We perform digital analysis on literary texts not to answer questions, but to generate questions. The questions digital analysis can answer are generally not ‘interesting’ in a humanist sense: but the questions digital analysis provokes often are. And these questions have to be answered by ‘traditional’ literary methods. Here’s an example.
Dr Farah Karim-Cooper, head of research at Shakespeare’s Globe just asked on Twitter if I had any suggestions for a lecture on Hamlet she was due to give. Ten minutes later I had some ‘interesting’ questions for her.
which is nice, but for real text analytics you need to read the spreadsheet of figures. Word-frequency analysis is limited in many ways, but it can surprise you if you look in the right places and at the right things.
When I run log-likelihood, I always look first for the items that are lower than expected, rather than those that are raised (which tend to be content words associated with the topic of the text, and thus fairly obvious). I also tend to look at function words (pronouns, articles, auxiliary verbs) rather than nouns or adjectives.
If you look for absences of high-frequency items, you are using digital text analysis to do the things it does best compared to human reading: picking up absence, and analysing high-frequency items. Humans are good at spotting the presence of low frequency items, items that disrupt a pattern (outliers, in statistical terms) – but we are not good at noticing things that are not there (dogs that don’t bark in the night) and we are not good at seeing woods (we see trees, especially unusual trees).

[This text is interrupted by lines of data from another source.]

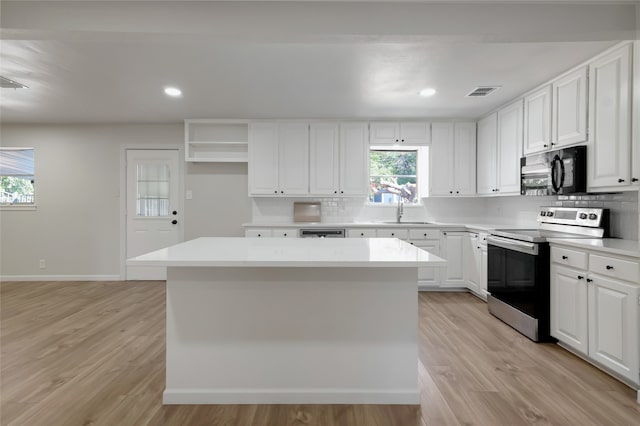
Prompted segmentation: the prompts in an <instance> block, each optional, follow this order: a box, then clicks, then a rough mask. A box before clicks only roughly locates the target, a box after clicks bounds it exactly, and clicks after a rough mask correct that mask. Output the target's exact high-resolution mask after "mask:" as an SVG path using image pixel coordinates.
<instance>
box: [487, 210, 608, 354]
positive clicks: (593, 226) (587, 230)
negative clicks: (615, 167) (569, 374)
mask: <svg viewBox="0 0 640 426" xmlns="http://www.w3.org/2000/svg"><path fill="white" fill-rule="evenodd" d="M538 222H540V225H539V227H538V228H537V229H497V230H494V231H492V232H491V235H490V236H489V237H488V238H487V244H488V269H487V271H488V277H487V281H488V291H489V293H490V295H489V296H488V298H487V302H488V305H489V312H491V313H492V314H493V315H495V316H496V317H498V318H500V319H501V320H502V321H504V322H506V323H507V324H509V325H510V326H512V327H513V328H515V329H516V330H518V331H519V332H521V333H522V334H524V335H525V336H527V337H529V338H530V339H532V340H534V341H536V342H538V341H550V340H551V336H550V334H549V244H548V242H547V239H548V238H603V237H606V236H607V233H608V228H609V211H608V210H607V209H600V208H569V207H542V208H541V209H540V213H539V215H538Z"/></svg>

The Hamlet results were pretty outstanding in this respect: very high up the list, with 3 stars, indicating very strong statistical significance, is a minus result for the pronoun ‘I’. A check across the figures shows that ‘I’ occurs in Hamlet about 184 times every 10,000 words (see the column headed ‘Analysis parts per 10,000′ – Hamlet is the ‘analysis text’ here), whereas in the rest of Shakespeare it occurs about 228 times every 10,000 words (see the column headed ‘Reference parts per 10,000) – the reference corpus is the rest of Shakespeare) – so every 10,000 words in Hamlet have about 40 fewer ‘I’ pronouns than we’d expect.
Or, to put it another way, Shakespeare normally uses ‘I’ 228 times every 10,000 words. Hamlet is about 30,000 words long, so we’d expect, all other things being equal, that Shakespeare would use ‘I’ 684 times. In fact, he uses it just 546 times – and Wordhoard checks the figures to see if we could expect this drop due to chance or normal variation. The three stars next to the log likelihood score for ‘I’ tell us that this figure is very unlikely to be due to chance – something is causing the drop.
Digital analysis can’t explain the cause of the drop: the only question it is answering here is, ‘How frequently does Shakespeare use “I” in Hamlet compared to his other plays?’. On its own, this is not a very interesting question. But the analysis provokes the much more interesting question, ‘Why does Shakespeare use “I” far less frequently in Hamlet than normal?’.
Given literary-critical claims that Hamlet marks the birth of the modern consciousness, it is surprising to find a drop in the frequency of first-person forms. But for an explanation of why this might happen, you’ll have to attend Dr Karim-Cooper’s lecture, ask on Twitter: @DrFarahKC – or go back to the play yourself.